American and Russian military officials are still in communication with each other over a dedicated "de-conflicting" line for operations in Syria, despite an attack by forces including Russian mercenaries on a base in Syria housing Americans and a devastating, deadly retaliation by the U.S.-led coalition.
Gen. Joseph L. Votel, chief of U.S. Central Command, whose area of responsibility includes Syria and Iraq, told lawmakers today that nothing has changed with regard to the channel and that there remains a "very professional military discussion." The line, he said, "remains an effective way to de-conflict our forces."
The U.S.-Russia de-conflicting line was set up in late 2015 in Qatar and allows air traffic controllers and senior military officers on each side to be in contact with their counterparts in order to avoid mid-air collisions or other incidents, according to The Associated Press.
The question about the communications line came in the wake of a pair of incidents in Syria that threatened any good will between Washington and Moscow. Early this month pro-Syrian regime forces, including a number of Russian private military contractors, launched what the U.S. called an "unprovoked attack" on a main rebel facility where U.S. troops were known to be co-located. The assault was unsuccessful and the U.S.-led forces responded with devastating counter, reportedly killing scores of pro-regime forces, including Russian mercenaries.
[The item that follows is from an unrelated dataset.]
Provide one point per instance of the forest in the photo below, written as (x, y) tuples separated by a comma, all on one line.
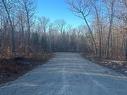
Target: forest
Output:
[(103, 34)]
It was a sequence of events that easily could have set the U.S. and Russia on a path to more direct (and official) conflict, but in the weeks since, both sides have sought to downplay the whole thing. The Russian government first denied large numbers of Russians had been killed and repeatedly reminded reporters that even if there were, they were civilians and decidedly not Russian military forces. Senior U.S. officials haven't pressed the issue either.